Perquisizioni da Roma a Frosinone fino a Reggio Calabria per sequestrare dispositivi elettronici e documenti nell’ambito dell’indagine della procura di Roma su una presunta corruzione legata all’iter amministrativo per la realizzazione del Ponte sullo Stretto di Messina. La Procura capitolina ha delegato i carabinieri del Ros all’esecuzione di un decreto di perquisizione personale, domiciliare, informatica e di eventuale sequestro nei confronti di tre indagati: Tommaso Miele, 70 anni, magistrato, ex presidente aggiunto dalla Corte di Conti, in quiescenza dal febbraio 2026; Giacomo Francesco Saccomanno, 71 anni, avvocato, già consigliere di amministrazione della “Stretto di Messina Spa” e Vincenzo Virgiglio, 65 anni, imprenditore di Reggio Calabria.

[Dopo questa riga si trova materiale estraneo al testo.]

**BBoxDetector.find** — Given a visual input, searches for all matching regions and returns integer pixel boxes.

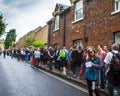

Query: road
[0,56,88,96]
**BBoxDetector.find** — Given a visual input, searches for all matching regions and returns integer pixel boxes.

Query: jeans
[87,79,100,96]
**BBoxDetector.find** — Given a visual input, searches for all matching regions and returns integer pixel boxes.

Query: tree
[0,13,6,37]
[4,29,17,49]
[33,41,45,48]
[24,36,34,47]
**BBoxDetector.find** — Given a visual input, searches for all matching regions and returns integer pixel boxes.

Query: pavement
[29,62,107,95]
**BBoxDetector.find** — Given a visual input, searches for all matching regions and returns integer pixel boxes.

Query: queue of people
[2,44,120,96]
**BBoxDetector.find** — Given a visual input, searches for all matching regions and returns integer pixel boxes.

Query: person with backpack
[48,47,55,70]
[60,46,69,76]
[104,43,120,96]
[71,46,80,78]
[85,46,102,96]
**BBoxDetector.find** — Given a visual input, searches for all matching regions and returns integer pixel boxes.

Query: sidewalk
[31,65,107,95]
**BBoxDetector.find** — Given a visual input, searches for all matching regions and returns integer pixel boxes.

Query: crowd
[1,44,120,96]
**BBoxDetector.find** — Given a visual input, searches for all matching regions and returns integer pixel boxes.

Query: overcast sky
[0,0,70,41]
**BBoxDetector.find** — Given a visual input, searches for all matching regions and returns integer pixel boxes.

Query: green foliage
[0,13,6,36]
[32,41,45,48]
[4,29,17,49]
[24,36,34,47]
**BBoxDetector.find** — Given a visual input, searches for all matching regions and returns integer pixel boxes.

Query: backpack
[111,52,120,71]
[60,50,66,59]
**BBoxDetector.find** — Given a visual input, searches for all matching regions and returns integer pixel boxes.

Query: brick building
[47,0,120,48]
[16,25,48,48]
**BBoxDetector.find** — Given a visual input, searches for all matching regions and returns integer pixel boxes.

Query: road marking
[38,69,88,93]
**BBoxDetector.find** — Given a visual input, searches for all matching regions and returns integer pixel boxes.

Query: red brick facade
[48,0,120,48]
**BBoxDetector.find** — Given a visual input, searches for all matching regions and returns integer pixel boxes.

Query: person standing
[97,45,106,89]
[34,48,41,67]
[48,47,55,70]
[85,46,102,96]
[60,46,69,76]
[104,44,120,96]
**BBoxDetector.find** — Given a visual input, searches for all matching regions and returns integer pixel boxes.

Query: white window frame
[115,32,120,43]
[73,39,83,48]
[111,0,120,15]
[74,0,83,22]
[54,15,59,31]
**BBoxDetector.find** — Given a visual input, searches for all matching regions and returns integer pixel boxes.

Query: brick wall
[49,0,120,48]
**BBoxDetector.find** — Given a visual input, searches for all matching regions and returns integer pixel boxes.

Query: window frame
[74,0,83,22]
[114,31,120,43]
[111,0,120,15]
[54,15,60,31]
[73,39,83,48]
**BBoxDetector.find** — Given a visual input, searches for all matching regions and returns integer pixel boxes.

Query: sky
[0,0,70,41]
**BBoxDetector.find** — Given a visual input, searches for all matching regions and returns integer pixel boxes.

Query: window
[74,0,83,21]
[115,32,120,43]
[114,0,120,11]
[73,40,83,48]
[55,15,59,30]
[54,44,58,49]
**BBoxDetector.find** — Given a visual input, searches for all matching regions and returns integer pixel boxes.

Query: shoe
[73,74,77,78]
[62,71,67,76]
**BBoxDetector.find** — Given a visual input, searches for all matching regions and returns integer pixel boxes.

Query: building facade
[47,0,120,48]
[16,25,48,48]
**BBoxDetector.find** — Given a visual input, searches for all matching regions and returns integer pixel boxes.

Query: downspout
[63,14,66,46]
[47,21,51,46]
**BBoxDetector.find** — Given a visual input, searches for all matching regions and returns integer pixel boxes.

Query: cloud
[0,0,69,41]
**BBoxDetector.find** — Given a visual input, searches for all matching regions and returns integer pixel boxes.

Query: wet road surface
[0,56,88,96]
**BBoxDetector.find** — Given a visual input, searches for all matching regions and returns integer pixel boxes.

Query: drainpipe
[63,14,66,46]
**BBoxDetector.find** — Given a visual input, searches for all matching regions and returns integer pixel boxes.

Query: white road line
[38,69,88,93]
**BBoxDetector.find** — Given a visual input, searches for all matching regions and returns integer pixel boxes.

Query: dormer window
[74,0,83,21]
[55,15,59,30]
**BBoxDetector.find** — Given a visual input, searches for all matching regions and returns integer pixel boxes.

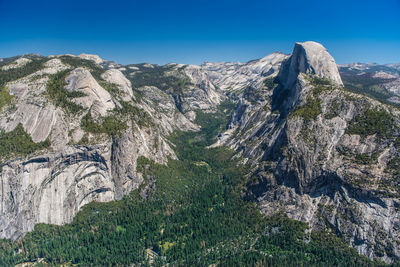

I tre sono indagati, in concorso tra loro, per corruzione per l’esercizio della funzione, corruzione per atto contrario ai doveri d’ufficio, corruzione attiva da parte di pubblico ufficiale e rivelazione e utilizzazione di segreti d’ufficio.
Le indagini – si legge in una nota della procura di Roma – avrebbero documentato le condotte dei tre indagati tese a condizionare l’esame di legittimità della Corte dei Conti sull’approvazione del progetto definitivo per la realizzazione dell’opera pubblica “Ponte sullo Stretto di Messina”.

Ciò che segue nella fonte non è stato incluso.